I mean, pair the idea of making a second Batman, taking a beloved character and saying Let’s do that again! Pretty much destined to fail.

Then add in the African angle.

I guess this would be a good time to point out that I don’t consider myself to be a racist.

Here’s the thing: I think most of us are fairly clueless about Africa. We hear the news, we see all the bad stuff, and I’m not angling for a “everyone is a wonderful human rainbow deep down” kind of thing here. But what I mean is that very few of us can read about Africa and say, Yes, I think I can imagine what it’s like to walk around there. You can do it with other places using the power of your imagination.

London? Just imagine a shittier New York.
Paris? Just imagine a shittier New York.
Chicago? Just imagine a shittier New York that uses food as an emotional crutch.

But Africa? I don’t really know where to begin, and I’ve actually BEEN there. Granted, it was a trip to the Middle East, which is quite different from the rest of the continent I’m sure. But that’s exactly the point. Even having set foot, it’s still outside anything I know.

We had a German foreign exchange student in high school, and one of the highlights of that year was going to a track team breakfast and watch him be grilled by a girl sitting across from him.

Do they have credit cards in Germany?
Do they have computers in Germany?

He was a little insulted, but he took it well other than making a big show of being amazed when the food came out hot (he claimed that Germany was still working on the invention of fire. I would say this was the point when I decided that befriending a German would be a life-enriching thing to do).

I’m afraid, however, that when it comes to Africa I might find myself on the embarrassing end of some very very stupid questions.

That can’t be it, though. There has to be a reason that after pulling up a list of black DC characters I recognized almost none. Catspaw? Computo II? Shango the Thunderer?

You know what I think it is? I think it’s honestly because we have a hard time with the line. What I mean is, we have a superhero and he is black. On the one side, we could write this exactly like a white character, ignore the racial side of things, and just say this character “happens” to be black. On the other side, we could start off strong by naming her Nu’Bia.

I don’t mean to say that white is a default race. What I mean to say is that most times with a white character, their race is not the most remarkable thing about them, which makes a lot of sense. The most interesting thing about Spider-Man is not his race. That’s pretty far down the list. Take Cyborg. Part-machine, part black man. Which part of that is more interesting? Well, I’ve seen many a black person, but I have not met ANY machine men yet, so far as I know anyway, so it’s an easy call.

The point is that there is a line to be walked here. Because these are fictional characters, and because they are very often written by white men, making a character non-white is a significant choice that’s being made. So in order for the story to make sense, they have to balance things. The character can’t be blind to the fact that he/she is a member of a minority. But on the other hand, a comic book that features a guy kicking ass in a Batman suit is going to suffer if it spends too much time on race because the ass kicking is the far more interesting part.

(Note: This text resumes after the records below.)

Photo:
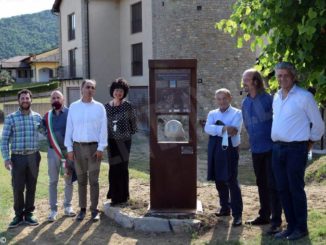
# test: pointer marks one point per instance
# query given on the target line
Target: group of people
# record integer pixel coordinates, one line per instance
(77, 138)
(281, 130)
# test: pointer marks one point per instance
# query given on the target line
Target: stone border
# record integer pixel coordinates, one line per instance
(150, 224)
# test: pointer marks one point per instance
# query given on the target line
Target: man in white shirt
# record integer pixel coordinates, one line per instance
(86, 139)
(223, 126)
(297, 123)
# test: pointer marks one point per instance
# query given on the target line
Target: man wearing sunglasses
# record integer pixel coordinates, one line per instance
(86, 139)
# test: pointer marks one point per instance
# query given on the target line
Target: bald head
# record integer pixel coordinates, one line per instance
(57, 100)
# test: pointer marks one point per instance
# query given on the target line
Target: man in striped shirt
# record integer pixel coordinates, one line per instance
(20, 131)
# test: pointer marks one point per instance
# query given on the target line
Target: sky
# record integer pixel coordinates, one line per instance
(10, 8)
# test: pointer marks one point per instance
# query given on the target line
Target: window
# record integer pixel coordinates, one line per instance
(136, 18)
(71, 26)
(138, 96)
(22, 74)
(72, 63)
(137, 59)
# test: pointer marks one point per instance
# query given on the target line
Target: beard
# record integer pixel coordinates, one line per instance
(25, 106)
(56, 105)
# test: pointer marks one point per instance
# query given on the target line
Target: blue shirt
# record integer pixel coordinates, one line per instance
(20, 131)
(59, 123)
(257, 115)
(230, 117)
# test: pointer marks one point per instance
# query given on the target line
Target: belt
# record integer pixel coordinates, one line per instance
(26, 152)
(85, 143)
(291, 142)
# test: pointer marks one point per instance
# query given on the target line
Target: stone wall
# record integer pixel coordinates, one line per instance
(185, 29)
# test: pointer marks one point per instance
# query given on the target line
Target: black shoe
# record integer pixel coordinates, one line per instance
(237, 221)
(282, 234)
(30, 220)
(273, 230)
(223, 213)
(258, 221)
(95, 215)
(16, 222)
(297, 235)
(81, 215)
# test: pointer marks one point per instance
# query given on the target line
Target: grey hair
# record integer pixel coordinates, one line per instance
(224, 91)
(287, 66)
(88, 80)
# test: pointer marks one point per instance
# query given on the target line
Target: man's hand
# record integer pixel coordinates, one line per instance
(310, 144)
(70, 156)
(8, 164)
(231, 130)
(98, 155)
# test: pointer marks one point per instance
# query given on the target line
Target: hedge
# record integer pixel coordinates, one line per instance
(34, 87)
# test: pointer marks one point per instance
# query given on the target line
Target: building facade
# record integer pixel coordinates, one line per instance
(117, 38)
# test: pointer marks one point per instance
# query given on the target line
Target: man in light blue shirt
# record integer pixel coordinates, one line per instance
(297, 123)
(257, 117)
(223, 126)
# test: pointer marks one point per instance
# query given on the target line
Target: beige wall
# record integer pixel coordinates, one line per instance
(68, 7)
(127, 39)
(104, 41)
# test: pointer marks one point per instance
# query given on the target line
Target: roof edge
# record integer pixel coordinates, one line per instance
(56, 6)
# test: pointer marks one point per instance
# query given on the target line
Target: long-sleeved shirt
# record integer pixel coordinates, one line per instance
(230, 117)
(257, 116)
(293, 115)
(59, 126)
(20, 131)
(86, 123)
(121, 120)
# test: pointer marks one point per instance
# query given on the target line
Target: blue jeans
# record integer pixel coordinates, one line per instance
(289, 161)
(53, 171)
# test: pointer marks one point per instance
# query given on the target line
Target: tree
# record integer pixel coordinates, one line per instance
(5, 78)
(283, 30)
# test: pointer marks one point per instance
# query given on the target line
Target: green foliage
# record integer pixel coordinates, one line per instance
(34, 87)
(316, 172)
(293, 30)
(26, 34)
(5, 78)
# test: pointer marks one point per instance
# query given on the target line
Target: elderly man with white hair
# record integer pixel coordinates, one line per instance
(223, 126)
(55, 123)
(297, 123)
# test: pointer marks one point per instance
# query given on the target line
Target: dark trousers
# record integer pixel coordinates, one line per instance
(118, 152)
(270, 203)
(24, 175)
(289, 162)
(228, 189)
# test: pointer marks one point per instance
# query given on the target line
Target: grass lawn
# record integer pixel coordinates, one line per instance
(139, 168)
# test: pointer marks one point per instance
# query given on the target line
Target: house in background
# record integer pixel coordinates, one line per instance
(45, 65)
(106, 39)
(18, 68)
(40, 67)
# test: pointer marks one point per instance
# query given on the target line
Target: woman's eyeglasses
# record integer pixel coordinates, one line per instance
(90, 87)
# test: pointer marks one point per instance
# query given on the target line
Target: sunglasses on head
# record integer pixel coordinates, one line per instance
(90, 87)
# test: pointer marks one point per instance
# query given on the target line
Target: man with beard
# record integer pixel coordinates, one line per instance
(257, 115)
(86, 139)
(55, 123)
(20, 131)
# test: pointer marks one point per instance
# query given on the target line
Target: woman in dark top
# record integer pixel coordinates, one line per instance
(121, 126)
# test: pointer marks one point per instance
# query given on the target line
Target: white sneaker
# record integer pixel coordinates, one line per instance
(52, 216)
(69, 212)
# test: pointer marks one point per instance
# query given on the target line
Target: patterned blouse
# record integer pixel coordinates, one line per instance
(121, 121)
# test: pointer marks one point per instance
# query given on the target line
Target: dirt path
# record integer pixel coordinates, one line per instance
(70, 231)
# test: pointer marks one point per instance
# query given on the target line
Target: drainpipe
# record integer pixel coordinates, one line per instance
(88, 48)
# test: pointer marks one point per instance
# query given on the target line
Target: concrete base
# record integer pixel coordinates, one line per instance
(176, 213)
(152, 224)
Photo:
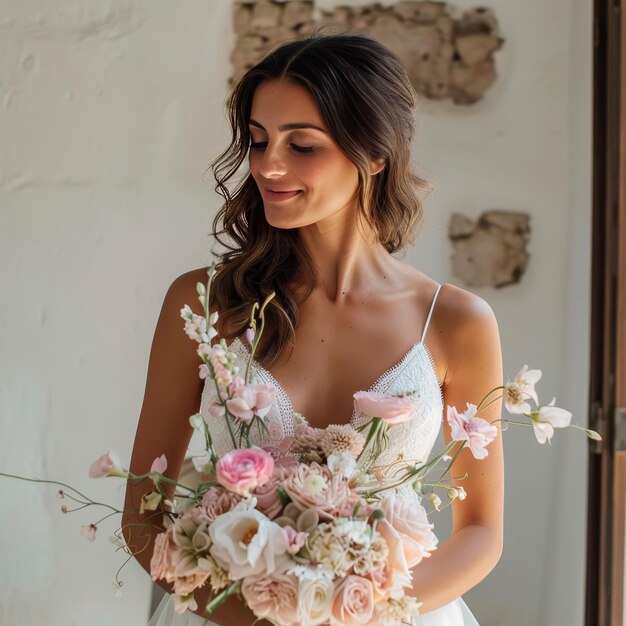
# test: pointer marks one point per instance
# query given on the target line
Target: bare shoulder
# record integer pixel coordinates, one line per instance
(463, 324)
(187, 282)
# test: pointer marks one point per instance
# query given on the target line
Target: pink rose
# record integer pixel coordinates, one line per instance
(392, 409)
(267, 499)
(216, 409)
(242, 470)
(295, 539)
(353, 602)
(217, 501)
(272, 597)
(107, 465)
(408, 517)
(478, 432)
(251, 400)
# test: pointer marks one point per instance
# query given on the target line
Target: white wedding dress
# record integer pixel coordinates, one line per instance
(413, 439)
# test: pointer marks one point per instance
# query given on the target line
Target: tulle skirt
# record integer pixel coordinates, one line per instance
(456, 613)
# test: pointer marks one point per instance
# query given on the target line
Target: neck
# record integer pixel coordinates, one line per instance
(347, 260)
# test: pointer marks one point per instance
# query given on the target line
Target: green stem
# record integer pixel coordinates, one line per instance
(56, 482)
(214, 604)
(478, 408)
(454, 458)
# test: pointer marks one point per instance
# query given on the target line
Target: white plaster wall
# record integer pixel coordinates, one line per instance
(109, 113)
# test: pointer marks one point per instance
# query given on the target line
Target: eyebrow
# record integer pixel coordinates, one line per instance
(285, 127)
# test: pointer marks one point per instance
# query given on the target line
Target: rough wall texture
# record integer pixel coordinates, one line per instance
(446, 56)
(490, 252)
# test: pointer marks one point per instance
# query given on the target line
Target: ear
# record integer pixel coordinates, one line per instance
(377, 166)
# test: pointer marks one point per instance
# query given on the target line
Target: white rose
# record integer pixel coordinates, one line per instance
(315, 597)
(314, 485)
(342, 464)
(246, 543)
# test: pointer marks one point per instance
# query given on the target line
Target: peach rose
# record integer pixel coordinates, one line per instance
(408, 517)
(353, 602)
(217, 501)
(242, 470)
(107, 465)
(272, 597)
(161, 563)
(391, 409)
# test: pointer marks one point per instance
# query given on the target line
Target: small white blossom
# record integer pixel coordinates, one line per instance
(516, 392)
(314, 485)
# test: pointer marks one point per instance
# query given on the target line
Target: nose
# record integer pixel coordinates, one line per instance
(272, 162)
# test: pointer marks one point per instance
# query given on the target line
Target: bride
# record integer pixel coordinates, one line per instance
(326, 123)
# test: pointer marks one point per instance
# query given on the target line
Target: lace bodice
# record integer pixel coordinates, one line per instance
(413, 440)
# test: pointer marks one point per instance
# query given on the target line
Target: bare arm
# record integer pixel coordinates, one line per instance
(173, 392)
(474, 366)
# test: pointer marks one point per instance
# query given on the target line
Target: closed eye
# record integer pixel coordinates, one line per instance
(259, 145)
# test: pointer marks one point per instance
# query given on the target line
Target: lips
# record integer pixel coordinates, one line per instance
(280, 195)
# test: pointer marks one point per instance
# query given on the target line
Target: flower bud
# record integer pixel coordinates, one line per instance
(377, 514)
(435, 500)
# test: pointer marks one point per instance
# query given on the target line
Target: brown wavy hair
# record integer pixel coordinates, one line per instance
(367, 102)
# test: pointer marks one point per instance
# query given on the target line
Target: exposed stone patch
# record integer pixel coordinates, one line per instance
(490, 252)
(446, 56)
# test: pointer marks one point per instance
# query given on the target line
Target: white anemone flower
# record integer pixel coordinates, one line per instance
(516, 392)
(547, 418)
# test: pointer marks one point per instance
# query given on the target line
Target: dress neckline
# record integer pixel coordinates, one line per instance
(397, 367)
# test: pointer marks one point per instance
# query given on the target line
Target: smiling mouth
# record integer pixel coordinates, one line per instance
(280, 195)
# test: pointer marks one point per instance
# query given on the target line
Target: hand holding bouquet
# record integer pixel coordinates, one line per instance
(312, 530)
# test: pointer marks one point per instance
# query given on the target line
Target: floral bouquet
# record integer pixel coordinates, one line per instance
(311, 531)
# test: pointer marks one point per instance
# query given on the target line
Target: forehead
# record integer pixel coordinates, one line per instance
(276, 102)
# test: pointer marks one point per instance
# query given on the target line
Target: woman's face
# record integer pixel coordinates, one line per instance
(303, 160)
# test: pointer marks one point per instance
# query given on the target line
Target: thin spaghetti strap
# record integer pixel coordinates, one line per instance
(432, 306)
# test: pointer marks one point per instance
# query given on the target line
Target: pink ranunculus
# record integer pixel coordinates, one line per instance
(272, 597)
(314, 487)
(478, 432)
(242, 470)
(353, 601)
(391, 409)
(251, 400)
(267, 499)
(408, 517)
(107, 465)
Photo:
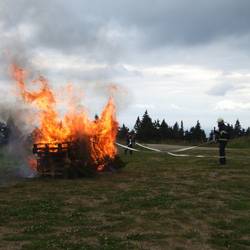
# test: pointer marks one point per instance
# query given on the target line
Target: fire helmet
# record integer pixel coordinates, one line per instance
(220, 120)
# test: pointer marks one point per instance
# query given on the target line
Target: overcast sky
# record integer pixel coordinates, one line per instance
(181, 60)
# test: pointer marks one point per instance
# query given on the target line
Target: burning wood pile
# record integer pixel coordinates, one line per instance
(72, 144)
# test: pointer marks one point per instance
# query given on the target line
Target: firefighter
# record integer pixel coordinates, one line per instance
(129, 143)
(222, 138)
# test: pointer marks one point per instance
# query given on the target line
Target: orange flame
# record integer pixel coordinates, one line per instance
(101, 132)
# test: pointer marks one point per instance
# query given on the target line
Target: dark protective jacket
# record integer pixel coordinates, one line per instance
(222, 133)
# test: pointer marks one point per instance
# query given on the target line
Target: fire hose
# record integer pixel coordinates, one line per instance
(171, 153)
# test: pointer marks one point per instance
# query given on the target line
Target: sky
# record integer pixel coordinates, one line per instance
(181, 60)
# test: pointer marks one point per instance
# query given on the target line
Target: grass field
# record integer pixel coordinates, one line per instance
(155, 202)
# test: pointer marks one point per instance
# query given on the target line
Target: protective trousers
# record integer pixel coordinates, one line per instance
(222, 153)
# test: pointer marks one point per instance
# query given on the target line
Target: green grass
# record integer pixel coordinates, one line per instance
(155, 202)
(242, 142)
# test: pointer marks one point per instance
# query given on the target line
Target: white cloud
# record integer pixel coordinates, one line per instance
(229, 105)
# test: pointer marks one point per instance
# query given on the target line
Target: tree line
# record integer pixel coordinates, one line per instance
(146, 129)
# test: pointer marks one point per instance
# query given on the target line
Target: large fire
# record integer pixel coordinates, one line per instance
(101, 132)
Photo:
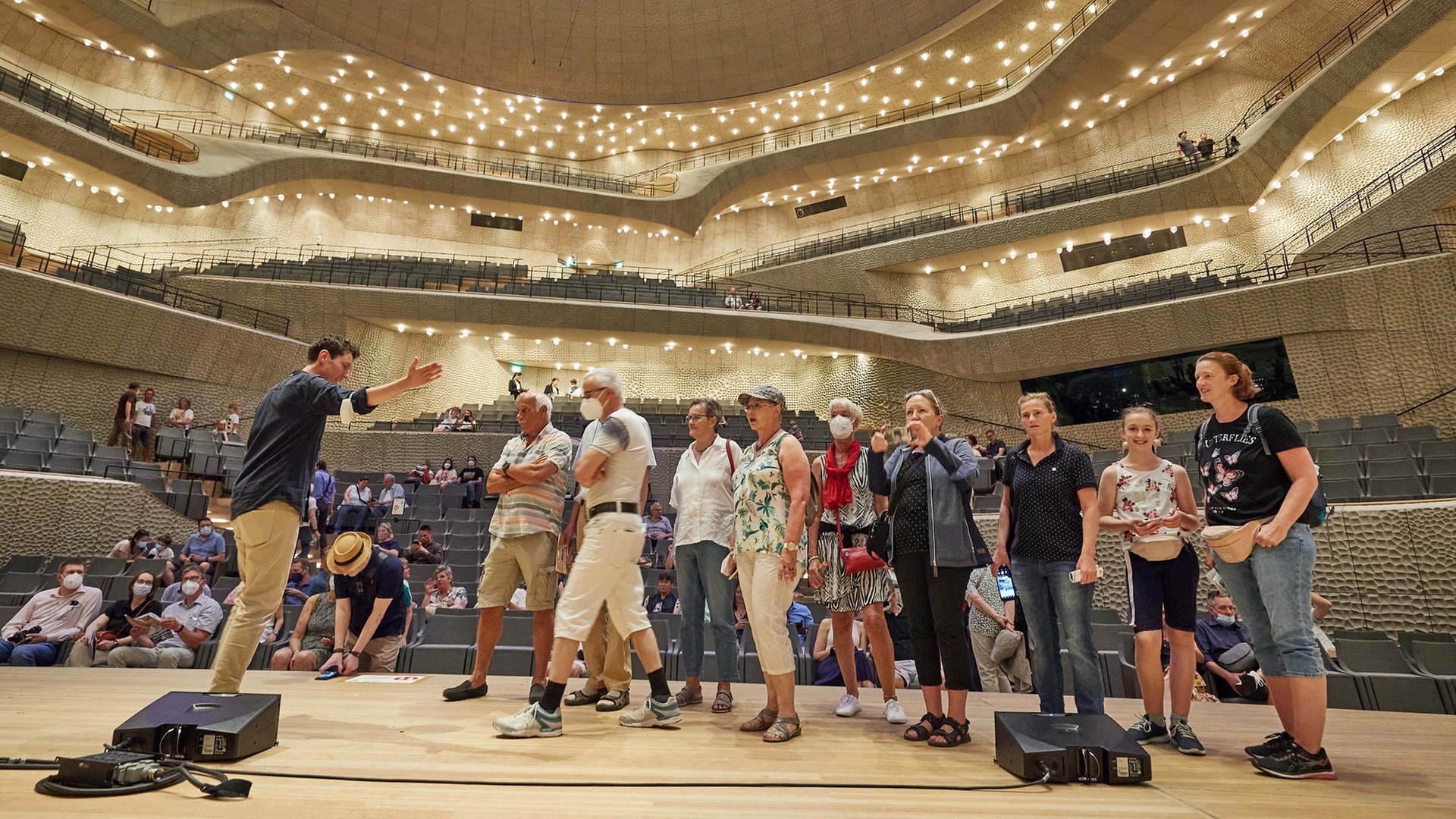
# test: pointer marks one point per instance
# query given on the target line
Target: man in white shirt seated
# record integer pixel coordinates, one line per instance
(36, 634)
(185, 626)
(354, 510)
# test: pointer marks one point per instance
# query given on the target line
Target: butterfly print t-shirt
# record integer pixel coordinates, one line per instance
(1242, 483)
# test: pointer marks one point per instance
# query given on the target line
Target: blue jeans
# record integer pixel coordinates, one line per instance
(1049, 596)
(699, 580)
(351, 518)
(1272, 589)
(28, 654)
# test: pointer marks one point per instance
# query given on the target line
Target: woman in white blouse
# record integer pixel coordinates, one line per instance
(702, 496)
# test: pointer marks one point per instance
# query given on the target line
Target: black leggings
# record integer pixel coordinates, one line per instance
(935, 604)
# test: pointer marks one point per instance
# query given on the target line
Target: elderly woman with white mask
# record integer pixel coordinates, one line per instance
(846, 513)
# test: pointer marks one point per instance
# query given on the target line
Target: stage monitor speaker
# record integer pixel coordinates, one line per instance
(202, 727)
(1074, 748)
(820, 207)
(498, 222)
(12, 168)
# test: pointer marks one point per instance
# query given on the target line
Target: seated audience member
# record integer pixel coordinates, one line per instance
(370, 605)
(133, 547)
(174, 592)
(312, 639)
(425, 548)
(419, 474)
(664, 601)
(827, 664)
(473, 482)
(447, 472)
(299, 580)
(185, 626)
(1226, 648)
(441, 592)
(999, 649)
(354, 510)
(182, 416)
(204, 550)
(658, 534)
(993, 447)
(384, 539)
(383, 503)
(36, 632)
(109, 629)
(899, 626)
(450, 422)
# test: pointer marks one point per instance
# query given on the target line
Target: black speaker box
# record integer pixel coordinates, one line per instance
(1074, 748)
(498, 222)
(202, 727)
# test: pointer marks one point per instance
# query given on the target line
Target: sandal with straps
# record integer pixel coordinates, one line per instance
(919, 732)
(783, 729)
(951, 733)
(762, 722)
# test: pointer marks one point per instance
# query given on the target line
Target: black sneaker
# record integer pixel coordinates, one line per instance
(1296, 764)
(1272, 745)
(1147, 732)
(1184, 739)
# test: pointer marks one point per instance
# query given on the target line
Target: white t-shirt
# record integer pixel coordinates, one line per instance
(143, 414)
(587, 436)
(626, 441)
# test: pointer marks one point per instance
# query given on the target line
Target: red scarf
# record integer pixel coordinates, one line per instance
(836, 479)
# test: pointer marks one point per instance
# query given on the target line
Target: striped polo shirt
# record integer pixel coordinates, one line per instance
(528, 510)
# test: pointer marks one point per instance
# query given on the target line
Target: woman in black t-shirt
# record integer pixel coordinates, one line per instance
(1272, 586)
(109, 629)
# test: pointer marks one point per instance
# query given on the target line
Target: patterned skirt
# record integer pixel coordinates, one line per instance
(843, 591)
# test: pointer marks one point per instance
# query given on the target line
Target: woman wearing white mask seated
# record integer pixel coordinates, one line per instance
(848, 512)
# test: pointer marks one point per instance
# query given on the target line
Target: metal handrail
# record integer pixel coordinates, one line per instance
(41, 93)
(1370, 194)
(1346, 38)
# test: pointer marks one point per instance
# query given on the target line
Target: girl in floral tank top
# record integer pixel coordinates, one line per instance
(1147, 499)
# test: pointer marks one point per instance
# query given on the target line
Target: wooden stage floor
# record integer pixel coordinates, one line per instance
(1388, 764)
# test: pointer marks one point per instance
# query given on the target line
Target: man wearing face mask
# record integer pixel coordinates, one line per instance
(472, 479)
(185, 626)
(1225, 645)
(206, 550)
(36, 632)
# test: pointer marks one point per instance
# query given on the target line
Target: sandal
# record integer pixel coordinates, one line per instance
(951, 733)
(762, 722)
(689, 695)
(783, 729)
(919, 732)
(582, 698)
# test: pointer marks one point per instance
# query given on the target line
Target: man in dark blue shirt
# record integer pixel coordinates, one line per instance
(275, 480)
(369, 617)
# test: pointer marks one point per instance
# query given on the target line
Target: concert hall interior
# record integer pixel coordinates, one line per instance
(1036, 356)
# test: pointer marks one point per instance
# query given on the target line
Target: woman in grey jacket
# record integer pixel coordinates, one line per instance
(935, 547)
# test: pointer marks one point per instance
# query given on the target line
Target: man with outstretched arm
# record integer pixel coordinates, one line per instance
(273, 485)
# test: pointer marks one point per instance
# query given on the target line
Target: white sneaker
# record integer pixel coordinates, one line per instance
(894, 714)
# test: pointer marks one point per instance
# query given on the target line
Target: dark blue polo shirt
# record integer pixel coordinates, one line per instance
(283, 445)
(1047, 515)
(383, 577)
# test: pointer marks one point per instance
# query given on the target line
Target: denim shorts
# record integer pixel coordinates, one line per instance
(1272, 591)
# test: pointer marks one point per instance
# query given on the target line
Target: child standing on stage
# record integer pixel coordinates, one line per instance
(1150, 502)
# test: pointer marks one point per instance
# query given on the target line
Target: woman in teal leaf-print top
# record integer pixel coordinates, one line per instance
(770, 494)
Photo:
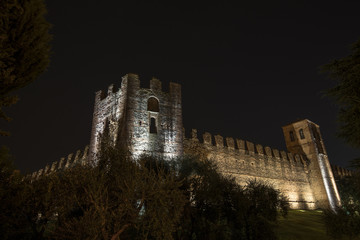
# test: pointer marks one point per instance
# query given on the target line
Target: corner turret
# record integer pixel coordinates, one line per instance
(303, 137)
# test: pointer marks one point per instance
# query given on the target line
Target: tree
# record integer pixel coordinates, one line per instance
(218, 208)
(24, 47)
(346, 71)
(118, 198)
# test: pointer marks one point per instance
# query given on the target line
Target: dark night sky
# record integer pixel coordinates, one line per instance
(245, 69)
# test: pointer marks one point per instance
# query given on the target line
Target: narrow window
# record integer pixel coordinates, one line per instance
(153, 104)
(301, 132)
(153, 128)
(292, 138)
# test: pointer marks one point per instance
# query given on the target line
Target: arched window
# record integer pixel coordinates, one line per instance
(301, 132)
(292, 138)
(153, 104)
(153, 128)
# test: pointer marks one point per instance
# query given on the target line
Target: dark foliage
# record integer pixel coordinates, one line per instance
(218, 208)
(25, 47)
(345, 221)
(346, 72)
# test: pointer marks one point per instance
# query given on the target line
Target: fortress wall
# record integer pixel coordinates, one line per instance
(109, 109)
(80, 157)
(168, 139)
(245, 160)
(124, 114)
(340, 172)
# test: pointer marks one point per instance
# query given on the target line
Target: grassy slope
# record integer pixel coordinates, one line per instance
(300, 224)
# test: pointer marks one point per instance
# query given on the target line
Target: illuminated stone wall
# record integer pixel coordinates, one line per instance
(244, 160)
(143, 121)
(149, 121)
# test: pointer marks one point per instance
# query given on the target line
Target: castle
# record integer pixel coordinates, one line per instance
(149, 121)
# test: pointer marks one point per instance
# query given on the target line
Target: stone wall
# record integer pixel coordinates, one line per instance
(245, 160)
(125, 114)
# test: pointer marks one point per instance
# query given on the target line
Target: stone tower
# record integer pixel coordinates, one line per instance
(303, 137)
(143, 121)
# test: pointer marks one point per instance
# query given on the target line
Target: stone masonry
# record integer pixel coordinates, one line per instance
(149, 121)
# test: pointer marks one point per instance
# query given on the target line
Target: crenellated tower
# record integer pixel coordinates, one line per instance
(143, 121)
(303, 137)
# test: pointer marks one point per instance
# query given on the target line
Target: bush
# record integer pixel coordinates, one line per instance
(218, 208)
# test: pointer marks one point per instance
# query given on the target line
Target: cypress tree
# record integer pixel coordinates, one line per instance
(24, 47)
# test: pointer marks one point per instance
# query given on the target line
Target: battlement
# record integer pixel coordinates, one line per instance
(340, 172)
(80, 157)
(131, 82)
(245, 147)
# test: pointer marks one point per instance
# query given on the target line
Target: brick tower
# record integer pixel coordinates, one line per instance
(303, 137)
(143, 121)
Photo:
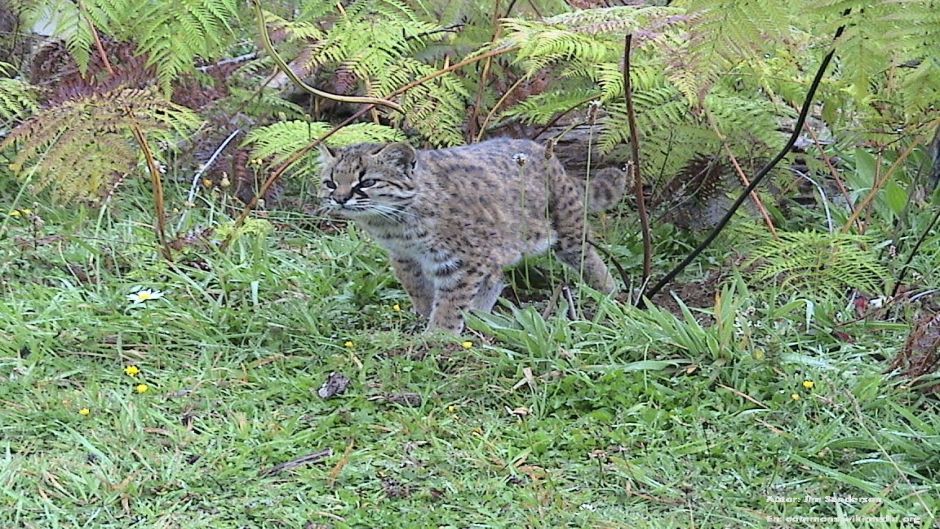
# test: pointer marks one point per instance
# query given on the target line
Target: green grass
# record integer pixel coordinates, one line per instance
(630, 419)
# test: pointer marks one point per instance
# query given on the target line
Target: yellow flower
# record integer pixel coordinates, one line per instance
(143, 295)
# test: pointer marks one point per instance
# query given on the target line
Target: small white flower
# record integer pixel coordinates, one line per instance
(143, 295)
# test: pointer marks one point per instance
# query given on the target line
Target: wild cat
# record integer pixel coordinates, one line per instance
(452, 219)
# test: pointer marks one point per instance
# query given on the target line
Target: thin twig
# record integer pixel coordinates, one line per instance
(914, 250)
(304, 460)
(286, 69)
(822, 194)
(195, 184)
(637, 176)
(496, 107)
(478, 100)
(832, 170)
(801, 119)
(138, 133)
(875, 188)
(231, 60)
(557, 118)
(313, 144)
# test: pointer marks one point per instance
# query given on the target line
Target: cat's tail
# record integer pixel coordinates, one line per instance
(605, 188)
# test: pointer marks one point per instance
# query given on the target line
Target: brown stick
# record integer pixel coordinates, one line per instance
(832, 170)
(637, 178)
(303, 460)
(876, 186)
(741, 176)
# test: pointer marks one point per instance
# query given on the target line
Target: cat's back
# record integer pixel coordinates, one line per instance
(492, 162)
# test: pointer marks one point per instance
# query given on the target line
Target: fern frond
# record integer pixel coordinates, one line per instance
(817, 261)
(16, 97)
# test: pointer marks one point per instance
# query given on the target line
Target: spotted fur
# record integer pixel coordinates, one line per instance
(452, 219)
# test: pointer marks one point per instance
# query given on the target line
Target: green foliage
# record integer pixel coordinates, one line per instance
(76, 147)
(706, 73)
(172, 33)
(373, 45)
(16, 97)
(813, 261)
(280, 140)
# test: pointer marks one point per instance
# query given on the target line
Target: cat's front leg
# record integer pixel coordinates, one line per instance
(456, 286)
(418, 286)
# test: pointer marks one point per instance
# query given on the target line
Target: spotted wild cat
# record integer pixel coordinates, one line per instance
(452, 219)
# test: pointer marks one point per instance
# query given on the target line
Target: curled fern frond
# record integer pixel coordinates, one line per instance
(279, 141)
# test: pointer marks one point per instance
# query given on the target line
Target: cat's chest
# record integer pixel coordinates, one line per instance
(401, 240)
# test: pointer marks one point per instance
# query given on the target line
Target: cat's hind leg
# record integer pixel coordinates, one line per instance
(419, 287)
(458, 287)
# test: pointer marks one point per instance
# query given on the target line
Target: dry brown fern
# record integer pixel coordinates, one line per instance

Batwing works better for me than I thought it would. The character isn’t just Black Batman. He has his own entire backstory that’s quite different from the Batman we know. And the nature of the story arc sees him fighting different bad guys. Again, they didn’t make a Joker Africa Edition. They didn’t just take the things that work about Batman and graft them onto Africa.

What I like about this is they didn’t take Batman and make him black. They made up a new character with his own motivations and setting. He’s just outfitted by Batman. In fact, almost the entirety of the action takes place during the day, which is a huge thematic departure from the Batman we all know from Gotham.

I guess that this idea made me nervous. Then after reading it I thought, This is actually pretty decent. Why wouldn’t they just make this guy his own character? Why go with the Bat theme? In fact, it almost feels like this was written out with no real plan to include Batman at all.

The answer, I suspect, is that it was necessary because otherwise no one would have read it. We’ve been conditioned to understand that comics with black main characters are second-tier books, and that they are going to teach us a moral lesson or be used as a vehicle to make us aware of what’s happening in another part of the world.

The book touches on these issues, but in the right way. The way a comic book should. We see some boy soldiers, but we don’t get a long soliloquy about how wrong that is. We get an actual, Batman-y story with some ass-kicking and some detective work to boot, while at the same time not ignoring the importance of the difference in setting and character origin.

Give it a shot. Especially if you read Bat-Family stuff. I enjoyed it quite a bit more than some of the other titles in that dysfunctional, uneven family. That’s for damn sure.